= Internal bialgebroid =

Mathematical structure

In mathematics, an internal bialgebroid is a structure which generalizes the notion of an associative bialgebroid to the setup where the ambient symmetric monoidal category of vector spaces is replaced by any abstract symmetric monoidal category (C, $\otimes$, I,s) admitting coequalizers commuting with the monoidal product $\otimes$. It consists of two monoids in the monoidal category (C, $\otimes$, I), namely the base monoid $A$ and the total monoid $H$, and several structure morphisms involving $A$ and $H$ as first axiomatized by G. Böhm. The coequalizers are needed to introduce the tensor product $\otimes_A$ of (internal) bimodules over the base monoid; this tensor product is consequently (a part of) a monoidal structure on the category of $A$-bimodules. In the axiomatics, $H$ appears to be an $A$-bimodule in a specific way.
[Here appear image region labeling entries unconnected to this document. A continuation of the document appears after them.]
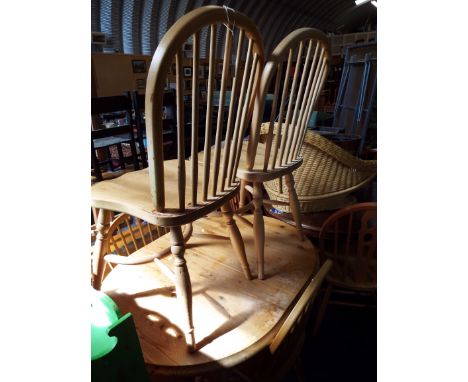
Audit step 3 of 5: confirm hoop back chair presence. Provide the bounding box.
[92,6,264,350]
[91,213,170,282]
[314,202,377,332]
[238,28,330,278]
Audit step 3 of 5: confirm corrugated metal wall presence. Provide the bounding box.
[91,0,376,56]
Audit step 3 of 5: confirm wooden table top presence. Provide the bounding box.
[101,216,318,374]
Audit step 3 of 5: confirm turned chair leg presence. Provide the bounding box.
[170,226,196,352]
[285,174,304,241]
[221,203,252,280]
[92,208,111,290]
[252,182,265,280]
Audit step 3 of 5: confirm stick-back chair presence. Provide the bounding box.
[314,202,377,332]
[91,213,169,282]
[238,28,330,279]
[92,6,264,349]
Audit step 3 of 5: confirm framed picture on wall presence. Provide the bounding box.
[132,60,146,73]
[136,78,146,89]
[184,66,192,77]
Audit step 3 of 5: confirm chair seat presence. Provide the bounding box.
[91,159,238,226]
[237,142,302,183]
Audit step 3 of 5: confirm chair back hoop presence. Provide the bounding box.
[145,6,264,213]
[247,28,331,171]
[106,213,169,256]
[270,260,333,354]
[319,202,377,290]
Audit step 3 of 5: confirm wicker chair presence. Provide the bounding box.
[262,127,377,212]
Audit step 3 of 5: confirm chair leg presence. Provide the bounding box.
[285,174,304,240]
[239,179,247,208]
[221,203,252,280]
[252,182,265,280]
[312,283,332,336]
[92,208,111,290]
[170,226,196,352]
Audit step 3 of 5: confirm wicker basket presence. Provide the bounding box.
[261,123,377,212]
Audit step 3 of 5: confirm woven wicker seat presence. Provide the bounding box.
[262,127,377,212]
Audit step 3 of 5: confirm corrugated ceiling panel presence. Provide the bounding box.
[91,0,376,57]
[122,0,142,54]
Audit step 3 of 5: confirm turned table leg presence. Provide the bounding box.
[92,208,111,290]
[285,174,304,240]
[221,203,252,280]
[252,182,265,280]
[170,226,196,351]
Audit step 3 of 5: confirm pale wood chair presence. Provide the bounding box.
[146,260,333,382]
[91,6,264,350]
[91,213,170,283]
[314,202,377,334]
[237,28,331,279]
One of the structure maps is the comultiplication $\Delta:H\to H\otimes_A H$ which is an $A$-bimodule morphism and induces an internal $A$-coring structure on $H$. One further requires (rather involved) compatibility requirements between the comultiplication $\Delta$ and the monoid structures on $H$ and $H\otimes H$.

Some important examples are analogues of associative bialgebroids in the situations involving completed tensor products.